A loosely-knit global collective calling itself ‘The Rules’, with links to the Occupy movement, has recently been established. The group aims to stage a number of campaigns based on what it sees as major issues connected to fairness and equality in various countries. In essence, it aims to globalise the activist approach to what it considers a global tax avoidance issue whereby, for example, tax avoidance in the UK negatively impacts countries in the developing world.
The London branch of the collective was launched this week and will see initial actions being played out through a campaign called ‘Visit the City’. A mock video advertising the City of London as a global tax haven indicates that actions will begin on Saturday 16 March by the Royal Exchange, London, to expose ‘the hidden City of London’. The event looks set to be theatrical, possibly playing out a ‘beach theme’ and the date has been timed to take place ahead of City of London Corporation elections on 20 and 21 March.

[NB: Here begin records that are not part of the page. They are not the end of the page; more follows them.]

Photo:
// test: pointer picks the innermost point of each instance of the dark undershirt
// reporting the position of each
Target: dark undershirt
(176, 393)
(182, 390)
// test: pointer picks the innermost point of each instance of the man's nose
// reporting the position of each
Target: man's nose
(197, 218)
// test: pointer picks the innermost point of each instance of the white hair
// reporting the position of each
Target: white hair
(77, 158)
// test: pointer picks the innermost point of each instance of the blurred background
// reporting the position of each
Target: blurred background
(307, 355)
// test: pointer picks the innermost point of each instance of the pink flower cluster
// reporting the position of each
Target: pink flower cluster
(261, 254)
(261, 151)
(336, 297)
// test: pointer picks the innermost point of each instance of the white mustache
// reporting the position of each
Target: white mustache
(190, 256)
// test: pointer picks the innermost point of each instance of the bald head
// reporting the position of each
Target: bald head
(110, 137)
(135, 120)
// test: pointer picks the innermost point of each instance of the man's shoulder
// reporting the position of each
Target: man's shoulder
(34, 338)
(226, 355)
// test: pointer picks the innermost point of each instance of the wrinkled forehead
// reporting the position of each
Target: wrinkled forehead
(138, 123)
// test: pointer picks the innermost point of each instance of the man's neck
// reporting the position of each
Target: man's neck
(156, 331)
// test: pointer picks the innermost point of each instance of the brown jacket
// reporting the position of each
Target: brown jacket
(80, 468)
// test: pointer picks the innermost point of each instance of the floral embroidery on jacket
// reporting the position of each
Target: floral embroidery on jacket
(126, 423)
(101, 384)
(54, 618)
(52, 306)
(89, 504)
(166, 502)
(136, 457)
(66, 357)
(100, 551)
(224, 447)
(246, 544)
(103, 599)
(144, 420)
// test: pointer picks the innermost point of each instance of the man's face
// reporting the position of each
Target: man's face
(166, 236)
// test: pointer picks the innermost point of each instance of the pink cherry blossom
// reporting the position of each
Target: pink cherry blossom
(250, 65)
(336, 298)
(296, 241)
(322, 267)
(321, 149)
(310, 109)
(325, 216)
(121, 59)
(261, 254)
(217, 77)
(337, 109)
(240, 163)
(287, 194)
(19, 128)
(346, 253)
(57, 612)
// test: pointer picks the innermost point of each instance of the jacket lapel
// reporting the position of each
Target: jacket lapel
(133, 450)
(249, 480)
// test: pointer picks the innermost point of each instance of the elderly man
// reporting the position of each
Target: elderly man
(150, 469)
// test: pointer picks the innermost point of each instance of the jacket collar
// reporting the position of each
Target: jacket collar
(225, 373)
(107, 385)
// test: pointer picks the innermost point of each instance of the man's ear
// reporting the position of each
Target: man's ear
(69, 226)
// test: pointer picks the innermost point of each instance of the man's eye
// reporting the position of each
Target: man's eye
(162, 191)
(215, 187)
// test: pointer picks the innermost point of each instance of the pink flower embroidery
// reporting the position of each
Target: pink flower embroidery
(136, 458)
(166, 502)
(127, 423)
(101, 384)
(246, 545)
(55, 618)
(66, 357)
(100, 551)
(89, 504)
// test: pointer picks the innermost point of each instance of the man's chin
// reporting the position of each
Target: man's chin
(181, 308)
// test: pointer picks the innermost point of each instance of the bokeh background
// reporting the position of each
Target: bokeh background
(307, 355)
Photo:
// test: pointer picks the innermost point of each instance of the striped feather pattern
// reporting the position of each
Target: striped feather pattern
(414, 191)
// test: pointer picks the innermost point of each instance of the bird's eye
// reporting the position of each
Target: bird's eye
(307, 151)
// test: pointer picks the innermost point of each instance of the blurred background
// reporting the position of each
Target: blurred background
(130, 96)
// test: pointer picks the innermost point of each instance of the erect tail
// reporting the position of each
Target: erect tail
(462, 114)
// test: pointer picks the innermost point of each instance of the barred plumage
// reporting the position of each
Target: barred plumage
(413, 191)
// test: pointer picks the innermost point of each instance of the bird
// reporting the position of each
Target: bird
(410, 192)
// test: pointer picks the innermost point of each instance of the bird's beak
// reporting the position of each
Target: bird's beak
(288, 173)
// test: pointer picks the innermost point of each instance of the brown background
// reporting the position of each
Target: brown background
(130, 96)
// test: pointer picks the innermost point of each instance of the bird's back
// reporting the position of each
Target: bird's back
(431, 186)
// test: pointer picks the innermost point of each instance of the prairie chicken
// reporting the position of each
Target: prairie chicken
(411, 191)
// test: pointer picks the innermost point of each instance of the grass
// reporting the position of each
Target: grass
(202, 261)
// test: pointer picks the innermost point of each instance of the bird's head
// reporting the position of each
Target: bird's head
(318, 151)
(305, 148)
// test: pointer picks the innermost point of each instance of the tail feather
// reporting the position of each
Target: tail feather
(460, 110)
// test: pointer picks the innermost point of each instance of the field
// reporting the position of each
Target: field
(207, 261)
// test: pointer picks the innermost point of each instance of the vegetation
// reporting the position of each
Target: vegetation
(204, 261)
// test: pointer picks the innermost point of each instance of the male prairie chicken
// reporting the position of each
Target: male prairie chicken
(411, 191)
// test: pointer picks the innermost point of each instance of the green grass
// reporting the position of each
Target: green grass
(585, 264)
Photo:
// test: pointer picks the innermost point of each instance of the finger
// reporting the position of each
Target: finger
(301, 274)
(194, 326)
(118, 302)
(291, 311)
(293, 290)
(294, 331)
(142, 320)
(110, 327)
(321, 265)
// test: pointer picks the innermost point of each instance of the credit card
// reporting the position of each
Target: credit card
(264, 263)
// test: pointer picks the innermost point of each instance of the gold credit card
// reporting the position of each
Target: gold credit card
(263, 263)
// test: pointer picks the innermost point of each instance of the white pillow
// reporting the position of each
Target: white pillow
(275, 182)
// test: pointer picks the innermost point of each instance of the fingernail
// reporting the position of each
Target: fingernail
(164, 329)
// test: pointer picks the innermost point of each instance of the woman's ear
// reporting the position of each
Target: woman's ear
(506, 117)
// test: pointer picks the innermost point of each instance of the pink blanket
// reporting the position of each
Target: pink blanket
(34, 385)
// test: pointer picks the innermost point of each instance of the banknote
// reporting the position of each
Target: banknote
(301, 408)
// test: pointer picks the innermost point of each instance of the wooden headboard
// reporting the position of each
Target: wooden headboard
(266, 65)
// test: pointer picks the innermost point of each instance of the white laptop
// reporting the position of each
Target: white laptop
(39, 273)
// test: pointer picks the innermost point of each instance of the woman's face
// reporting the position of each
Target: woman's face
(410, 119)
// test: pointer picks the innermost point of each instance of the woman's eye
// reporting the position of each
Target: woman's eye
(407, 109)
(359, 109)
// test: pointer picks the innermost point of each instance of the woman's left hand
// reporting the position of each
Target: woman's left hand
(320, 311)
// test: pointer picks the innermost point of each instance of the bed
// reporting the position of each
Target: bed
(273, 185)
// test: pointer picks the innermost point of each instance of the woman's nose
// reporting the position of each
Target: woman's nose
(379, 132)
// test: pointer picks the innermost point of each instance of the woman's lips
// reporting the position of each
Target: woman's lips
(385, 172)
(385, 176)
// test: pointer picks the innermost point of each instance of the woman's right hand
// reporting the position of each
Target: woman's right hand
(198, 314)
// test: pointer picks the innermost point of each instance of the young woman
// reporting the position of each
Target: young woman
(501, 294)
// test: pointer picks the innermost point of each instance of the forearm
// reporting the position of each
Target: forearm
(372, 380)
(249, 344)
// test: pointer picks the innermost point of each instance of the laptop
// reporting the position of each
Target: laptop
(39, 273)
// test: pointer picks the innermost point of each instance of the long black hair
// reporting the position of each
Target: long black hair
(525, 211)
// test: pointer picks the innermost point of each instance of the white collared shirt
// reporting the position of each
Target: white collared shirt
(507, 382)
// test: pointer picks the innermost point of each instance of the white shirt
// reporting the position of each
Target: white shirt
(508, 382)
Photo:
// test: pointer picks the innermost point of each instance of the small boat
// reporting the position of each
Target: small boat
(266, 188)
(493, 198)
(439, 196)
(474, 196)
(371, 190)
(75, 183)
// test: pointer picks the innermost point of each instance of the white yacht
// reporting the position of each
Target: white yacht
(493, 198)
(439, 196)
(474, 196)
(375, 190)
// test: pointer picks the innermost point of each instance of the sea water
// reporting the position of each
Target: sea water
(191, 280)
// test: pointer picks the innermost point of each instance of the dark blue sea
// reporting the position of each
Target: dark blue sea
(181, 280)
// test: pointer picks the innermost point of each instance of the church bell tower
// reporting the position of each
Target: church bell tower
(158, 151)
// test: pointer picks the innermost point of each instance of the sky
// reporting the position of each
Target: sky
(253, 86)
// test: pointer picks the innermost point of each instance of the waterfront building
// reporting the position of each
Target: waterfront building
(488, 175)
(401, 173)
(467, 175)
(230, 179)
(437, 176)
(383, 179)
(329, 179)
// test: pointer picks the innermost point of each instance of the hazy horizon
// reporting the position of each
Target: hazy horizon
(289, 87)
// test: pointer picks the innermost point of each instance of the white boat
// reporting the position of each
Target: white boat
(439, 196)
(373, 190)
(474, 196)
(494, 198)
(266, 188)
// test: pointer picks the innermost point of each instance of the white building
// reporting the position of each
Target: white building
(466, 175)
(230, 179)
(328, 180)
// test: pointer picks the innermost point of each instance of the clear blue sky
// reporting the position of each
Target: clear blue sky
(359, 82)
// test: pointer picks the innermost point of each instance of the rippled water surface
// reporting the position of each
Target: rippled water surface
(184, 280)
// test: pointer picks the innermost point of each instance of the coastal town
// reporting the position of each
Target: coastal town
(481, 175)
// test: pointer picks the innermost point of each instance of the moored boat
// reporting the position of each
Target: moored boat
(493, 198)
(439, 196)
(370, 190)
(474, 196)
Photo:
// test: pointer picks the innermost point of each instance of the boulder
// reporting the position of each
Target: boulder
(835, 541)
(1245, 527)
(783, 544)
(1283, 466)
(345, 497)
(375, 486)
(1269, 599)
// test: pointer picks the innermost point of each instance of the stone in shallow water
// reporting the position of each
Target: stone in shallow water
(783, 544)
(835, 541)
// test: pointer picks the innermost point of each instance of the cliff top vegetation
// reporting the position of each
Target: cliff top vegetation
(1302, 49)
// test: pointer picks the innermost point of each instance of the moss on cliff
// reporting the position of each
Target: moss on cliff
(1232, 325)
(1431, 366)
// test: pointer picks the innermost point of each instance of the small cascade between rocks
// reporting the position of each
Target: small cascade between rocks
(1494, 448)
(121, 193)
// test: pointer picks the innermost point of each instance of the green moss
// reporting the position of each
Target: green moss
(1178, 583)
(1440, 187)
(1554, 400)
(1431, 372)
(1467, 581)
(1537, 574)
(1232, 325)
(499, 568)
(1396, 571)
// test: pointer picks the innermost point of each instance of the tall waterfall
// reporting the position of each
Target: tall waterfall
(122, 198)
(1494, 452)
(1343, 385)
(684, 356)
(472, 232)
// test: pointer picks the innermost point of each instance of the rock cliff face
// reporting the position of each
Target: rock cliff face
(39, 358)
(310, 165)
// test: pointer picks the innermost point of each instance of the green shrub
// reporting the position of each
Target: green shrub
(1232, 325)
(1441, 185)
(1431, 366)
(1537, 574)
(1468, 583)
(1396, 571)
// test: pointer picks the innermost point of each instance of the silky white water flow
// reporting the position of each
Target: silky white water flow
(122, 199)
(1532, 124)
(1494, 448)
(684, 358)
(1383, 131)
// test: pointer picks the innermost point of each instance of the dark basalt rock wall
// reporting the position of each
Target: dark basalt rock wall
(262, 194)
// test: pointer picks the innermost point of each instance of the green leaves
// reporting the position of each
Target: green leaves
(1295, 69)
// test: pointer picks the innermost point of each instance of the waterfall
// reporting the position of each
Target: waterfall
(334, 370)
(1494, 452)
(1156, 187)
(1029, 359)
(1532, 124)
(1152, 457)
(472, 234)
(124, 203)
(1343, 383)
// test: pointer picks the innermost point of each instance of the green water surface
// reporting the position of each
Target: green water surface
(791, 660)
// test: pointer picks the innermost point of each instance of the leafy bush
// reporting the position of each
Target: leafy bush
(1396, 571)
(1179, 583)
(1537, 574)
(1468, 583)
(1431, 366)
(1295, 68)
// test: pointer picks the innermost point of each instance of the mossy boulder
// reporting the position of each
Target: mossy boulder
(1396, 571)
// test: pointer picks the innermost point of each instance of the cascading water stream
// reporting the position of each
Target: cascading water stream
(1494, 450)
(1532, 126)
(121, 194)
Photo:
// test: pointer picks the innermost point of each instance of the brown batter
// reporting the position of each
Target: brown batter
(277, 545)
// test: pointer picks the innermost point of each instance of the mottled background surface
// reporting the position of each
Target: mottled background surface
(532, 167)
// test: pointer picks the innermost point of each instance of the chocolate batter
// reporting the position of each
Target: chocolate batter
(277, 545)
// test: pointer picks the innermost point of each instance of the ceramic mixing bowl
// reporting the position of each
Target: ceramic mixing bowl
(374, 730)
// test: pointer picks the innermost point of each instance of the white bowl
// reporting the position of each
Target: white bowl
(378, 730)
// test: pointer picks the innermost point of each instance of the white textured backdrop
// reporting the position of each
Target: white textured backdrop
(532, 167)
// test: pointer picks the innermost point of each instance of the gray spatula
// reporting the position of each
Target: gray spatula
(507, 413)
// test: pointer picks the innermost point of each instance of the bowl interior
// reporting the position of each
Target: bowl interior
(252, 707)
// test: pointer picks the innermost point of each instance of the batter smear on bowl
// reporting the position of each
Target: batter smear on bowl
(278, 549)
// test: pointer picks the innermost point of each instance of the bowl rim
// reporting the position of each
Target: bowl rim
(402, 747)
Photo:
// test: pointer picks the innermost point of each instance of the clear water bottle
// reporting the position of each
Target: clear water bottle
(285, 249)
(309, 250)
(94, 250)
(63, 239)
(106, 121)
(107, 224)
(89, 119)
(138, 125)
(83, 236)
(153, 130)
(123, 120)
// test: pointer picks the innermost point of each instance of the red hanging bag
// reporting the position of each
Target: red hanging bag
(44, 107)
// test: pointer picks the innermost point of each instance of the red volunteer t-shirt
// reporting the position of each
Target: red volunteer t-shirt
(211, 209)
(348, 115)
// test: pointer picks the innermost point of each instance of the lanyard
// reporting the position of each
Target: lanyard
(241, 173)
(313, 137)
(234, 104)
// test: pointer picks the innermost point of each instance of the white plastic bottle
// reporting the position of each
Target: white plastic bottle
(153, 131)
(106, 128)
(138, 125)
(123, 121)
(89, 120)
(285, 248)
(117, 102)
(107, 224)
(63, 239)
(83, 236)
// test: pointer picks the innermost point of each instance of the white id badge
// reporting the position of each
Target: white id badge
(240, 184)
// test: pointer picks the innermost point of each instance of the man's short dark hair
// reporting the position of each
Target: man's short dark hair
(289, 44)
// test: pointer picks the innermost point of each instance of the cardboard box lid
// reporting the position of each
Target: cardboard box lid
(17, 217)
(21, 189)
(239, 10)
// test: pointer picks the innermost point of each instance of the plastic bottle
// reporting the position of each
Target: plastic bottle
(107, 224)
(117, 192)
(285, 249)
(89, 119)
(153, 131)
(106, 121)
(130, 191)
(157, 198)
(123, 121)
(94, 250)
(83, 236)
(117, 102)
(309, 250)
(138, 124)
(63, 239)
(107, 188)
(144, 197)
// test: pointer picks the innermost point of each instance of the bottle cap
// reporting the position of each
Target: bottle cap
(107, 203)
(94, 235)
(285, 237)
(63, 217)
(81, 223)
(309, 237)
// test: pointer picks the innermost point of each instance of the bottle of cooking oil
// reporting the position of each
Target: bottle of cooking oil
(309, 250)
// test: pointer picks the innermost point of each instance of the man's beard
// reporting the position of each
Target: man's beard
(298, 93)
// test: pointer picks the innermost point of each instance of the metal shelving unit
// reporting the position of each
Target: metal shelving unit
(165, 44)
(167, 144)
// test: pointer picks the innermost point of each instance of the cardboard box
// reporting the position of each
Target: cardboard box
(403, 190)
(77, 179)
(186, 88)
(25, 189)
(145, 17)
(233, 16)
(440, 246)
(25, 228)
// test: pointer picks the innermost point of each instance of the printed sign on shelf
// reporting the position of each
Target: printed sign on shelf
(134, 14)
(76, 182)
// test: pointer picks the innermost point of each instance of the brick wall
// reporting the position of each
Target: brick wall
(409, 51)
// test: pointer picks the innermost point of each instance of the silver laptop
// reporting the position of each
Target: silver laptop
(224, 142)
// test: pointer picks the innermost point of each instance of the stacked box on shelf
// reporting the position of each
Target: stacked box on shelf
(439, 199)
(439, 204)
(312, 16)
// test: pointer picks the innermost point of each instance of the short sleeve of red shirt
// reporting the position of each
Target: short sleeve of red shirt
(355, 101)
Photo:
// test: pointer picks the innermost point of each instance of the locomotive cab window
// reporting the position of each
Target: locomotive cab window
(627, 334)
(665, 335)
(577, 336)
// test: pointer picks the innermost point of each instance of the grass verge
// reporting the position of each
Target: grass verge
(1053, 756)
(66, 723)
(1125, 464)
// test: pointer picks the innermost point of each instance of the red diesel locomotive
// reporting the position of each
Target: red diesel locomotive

No particular corporations have been mentioned in material so far, but rather, the initiative appears particularly concerned with what it perceives to be an overarching ‘corrupt system’ as opposed to separate companies. Nevertheless, various corporations, particularly those previously targeted by UK Uncut including Vodafone, Arcadia Group and Starbucks are likely to be focused upon in Saturday’s actions. In the longer-term, ‘The Rules’ already appears to be effectively run which may assist with the campaign’s sustainability. It seemingly has funds which it has used to purchase high-value advertising space in London, it has an effective PR body, and goals past Saturday’s actions (it looks set to continue focused campaigns until the G8 Summit in June at least). Moreover, its global approach to the issue of ‘tax avoidance’ appears to have slightly reinvigorated the overall movement. Nevertheless, a more effective analysis of the group, particular its tactics and what the future may hold in terms of possible occupations (a possibility due to the group’s links with Occupy), will be better gauged in the coming weeks.